Metrics to achieve are the following:
- By January 1, 2025 new data centres operating at full capacity in cool climates will meet an annual PUE target of 1.3, and 1.4 for new data centres operating at full capacity in warm climates. Existing data centres will achieve these same targets by January 1, 2030.
- Data centre electricity demand will be matched by 75% renewable energy or hourly carbon-free energy by December 31, 2025 and 100% by December 31, 2030.
- Data centres will assess for reuse, repair, or recycling 100% of their used server equipment, and operators will increase the quantity of server materials repaired or reused and will create a target percentage for repair and reuse by 2025.
- Interconnection with district heat systems to reuse heat of data centres will be envisaged where practical, environmentally sound and cost effective.

Some metrics remains undefined like targets on water conservation, but the pledge give the signatories until end 2021 to define and agree a metric with the European Commission.

== Verification ==
External verification came only in the pact's second year. In December 2022 an audit framework was published, drawn up with the certification company Bureau Veritas, so that independent auditors could check what signatories claimed and answer the scepticism that attaches to environmental commitments in the sector. It applied from 2023 to every signatory (104 of them by then). Its scope follows the pledge itself: energy efficiency, renewable electricity, water, equipment reuse, waste heat. The framework is aligned with the EU Taxonomy Regulation, and it recognises equivalent CEN-CENELEC, ISO/IEC, ASHRAE and ANSI/ISA standards, so that an operator already certified need not certify twice.

== Signatories ==
Cloud infrastructure providers and Data centre signatories include: 3DS Outscale (Dassault Systèmes), Altuhost, Aruba, Atos, AWS (Amazon Web Services), CyrusOne, Data4, DigiPlex, Digital Realty & Interxion, Equinix, FlameNetworks, Gigas, Google, Ikoula, Ilger, Infloclip, Intel Corporation, Irideos, ITnet, LCL, Leaseweb, next layer, NTT, OVHcloud, Register, Scaleway, and Seeweb.
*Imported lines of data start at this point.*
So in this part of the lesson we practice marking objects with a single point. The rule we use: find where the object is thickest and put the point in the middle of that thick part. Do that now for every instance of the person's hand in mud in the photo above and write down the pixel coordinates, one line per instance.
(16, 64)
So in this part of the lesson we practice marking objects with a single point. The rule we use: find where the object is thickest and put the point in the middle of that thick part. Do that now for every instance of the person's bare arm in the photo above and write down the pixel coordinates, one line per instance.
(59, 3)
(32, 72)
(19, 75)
In addition, the 17 trade associations signed up at the launch are: Association of Cloud Infrastructure Services Providers Europe (CISPE), the European Data Centre Association (EUDCA), Cloud28+, Cloud Community Poland, Danish Cloud Community, Datacentre Industrien, Data Centre Alliance, Dutch Data Centre Association, Dutch Hosting Providers Association, Eco - Alliance for strengthening digital infrastructures in Germany, EuroCloud Croatia, EuroCloud France, France Datacenter, Host in Scotland, IKT-Norge, ISPConnect, and TechUK.
In June 2021, signatories include 54 providers and 23 trade associations, including providers like IBM or T-Systems as well as the .

== Relationship to European Union law ==
The pact binds no one in law; it is a self-regulatory initiative. Binding rules came afterwards. Directive (EU) 2023/1791 of 13 September 2023 on energy efficiency requires data centres to report on their energy performance and sustainability, and Commission Delegated Regulation (EU) 2024/1364 of 14 March 2024 set out the first phase of a common Union rating scheme for data centres.

The threshold is 500 kW of installed information technology power. Above it, an operator reports to a European database. What must be reported is set out in Annex VII to the directive: energy consumption, power utilisation, temperature set points, waste heat utilisation, water usage and the share of renewable energy (much the same ground the pact had covered voluntarily three years earlier). First returns fell due on 15 September 2024, and annually from 15 May 2025.